13 JANV.
2023

La porcelaine de Frankenthal, un précieux objet des collections du musée

C'est une histoire à rebondissements que celle de ce petit objet en porcelaine, adorablement rococo qui représente Jean de La Fontaine. Jalousies, rivalités et traîtrises ont été le lot de la fabrique de porcelaine de Frankenthal.

L'histoire commence en Alsace, à Strasbourg, en 1721 avec la famille Hannong qui crée une manufacture de faïence. Au départ, il s'agit simplement de fabriquer des pipes en terre, puis avec la mode des délicates vaisselles venues de Chine au décor blanc et bleu, Paul Hannong se lance dans la fabrication de faïences de table. En effet, le coût et le transport des porcelaines de Chine et du Japon les rendaient excessivement chères. De plus, les cours d'Europe désiraient posséder leurs propres créations aussi raffinées que celles d'Orient.  

La fabrication de porcelaine existait déjà en Europe sous l'appellation de "tendre" car fragile, ne résistant ni aux chocs ni à la chaleur. On l'appelait l'or blanc, elle servait à tous les décors : fontaines, flambeaux, montures d'horloges et surtout vaisselle et décoration de table. Louis XV désirait ardemment découvrir le secret de la porcelaine "dure", car les Allemands le possédaient depuis 1709. En Saxe, les chimistes avaient mis au point la formule de la précieuse pâte, apanage de l'Orient depuis le XIIe siècle, grâce à des gisements de kaolin locaux. C'est par hasard que Paul Hannong perça lui aussi le secret de cette porcelaine en se faisant livrer en contrebande ce fameux kaolin. Madame de Pompadour très en colère que le secret ne soit pas percé par ses chimistes de Sèvres, fit interdire l'utilisation des couleurs à la manufacture de Strasbourg à titre de représailles. Paul Hannong qui voulait continuer à produire de belles pièces décoratives, fut contraint de transférer ses ateliers en Allemagne, près de Mannheim à Frankenthal. Les porcelaines qu'il crée sont peintes de fleurs, dorées à l'or fin et représentent des personnages, des scènes galantes ou pastorales.

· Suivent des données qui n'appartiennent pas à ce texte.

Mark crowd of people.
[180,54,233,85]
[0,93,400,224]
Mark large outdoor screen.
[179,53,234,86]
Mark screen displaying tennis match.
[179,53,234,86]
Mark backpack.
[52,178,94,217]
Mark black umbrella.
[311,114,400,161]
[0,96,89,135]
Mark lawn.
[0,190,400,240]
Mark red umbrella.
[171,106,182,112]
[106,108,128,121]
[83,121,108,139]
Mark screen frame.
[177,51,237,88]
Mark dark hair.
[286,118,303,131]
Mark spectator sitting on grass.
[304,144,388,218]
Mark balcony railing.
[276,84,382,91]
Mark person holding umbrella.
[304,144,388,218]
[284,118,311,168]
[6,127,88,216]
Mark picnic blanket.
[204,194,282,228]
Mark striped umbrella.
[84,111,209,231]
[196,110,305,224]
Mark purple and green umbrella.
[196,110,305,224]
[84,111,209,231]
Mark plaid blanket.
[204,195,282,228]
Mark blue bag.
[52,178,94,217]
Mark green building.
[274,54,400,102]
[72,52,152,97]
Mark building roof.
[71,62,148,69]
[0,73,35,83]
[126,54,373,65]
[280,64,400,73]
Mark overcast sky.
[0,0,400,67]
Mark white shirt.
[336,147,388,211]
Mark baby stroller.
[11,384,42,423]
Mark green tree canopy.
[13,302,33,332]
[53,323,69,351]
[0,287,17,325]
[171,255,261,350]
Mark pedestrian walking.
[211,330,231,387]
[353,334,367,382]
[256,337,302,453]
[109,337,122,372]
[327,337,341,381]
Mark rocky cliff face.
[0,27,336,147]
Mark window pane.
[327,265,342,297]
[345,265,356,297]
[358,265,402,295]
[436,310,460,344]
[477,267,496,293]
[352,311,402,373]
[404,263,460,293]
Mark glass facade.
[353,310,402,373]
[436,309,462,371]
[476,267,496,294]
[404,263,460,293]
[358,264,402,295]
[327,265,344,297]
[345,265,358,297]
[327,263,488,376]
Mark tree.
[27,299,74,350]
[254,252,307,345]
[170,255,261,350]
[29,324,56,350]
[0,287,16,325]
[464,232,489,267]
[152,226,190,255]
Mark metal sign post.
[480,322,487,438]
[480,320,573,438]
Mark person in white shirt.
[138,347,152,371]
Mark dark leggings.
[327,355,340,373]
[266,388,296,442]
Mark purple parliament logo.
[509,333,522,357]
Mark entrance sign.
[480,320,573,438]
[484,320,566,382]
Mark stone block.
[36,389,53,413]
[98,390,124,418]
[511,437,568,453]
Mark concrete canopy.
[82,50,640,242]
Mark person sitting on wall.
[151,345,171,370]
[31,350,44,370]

Jean de La Fontaine faisait partie de ces célébrités très en vogue et la bourgeoisie du XVIIIe siècle tant allemande que française prenait plaisir à décorer son intérieur avec la statuette du poète.

Les deux fils Hannong ayant repris la succession, décidèrent devant les pressions exercées par les émissaires de Sèvres pour obtenir la formule, de signer un accord devant notaire s’interdisant de vendre séparément le secret. Les directeurs de Sèvres, mis au courant de cet accord, entraînèrent le cadet Paul-Antoine dans une diabolique machination. Ils l'invitèrent à Paris et lui en firent connaître tous les plaisirs : soupers fins, belles dames, ainsi que des jeux d'argent et bien sûr il perdit gros. Endetté jusqu'au cou et poursuivi par d'impitoyables créanciers, il n'eut pas d'autre recours que de vendre le secret à Sèvres pour des sommes lui permettant tout juste de rembourser ses dettes de jeu. Il s'engageait également à initier les artisans parisiens à son art. Paul-Antoine passa donc plusieurs années à mettre au point la formule idéale car à chaque livraison, le kaolin de contrebande était de qualité inégale. En 1763, il remet sa formule et Louis XV lui accorde une petite rente annuelle de 1200 livres, soit dix fois moins que ce que son père réclamait pour céder son secret. D'autre part, son frère aîné Joseph, pour se venger de sa déloyauté, vendit la manufacture de Frankenthal dont Paul-Antoine était le directeur, pour une belle somme à l’Électeur Palatin. Joseph continua de produire des porcelaines en Alsace mais les droits de douane étaient exorbitants, cette province étant considérée comme étrangère. Très endetté, il ne parvint pas à redresser son affaire et fit faillite en 1781.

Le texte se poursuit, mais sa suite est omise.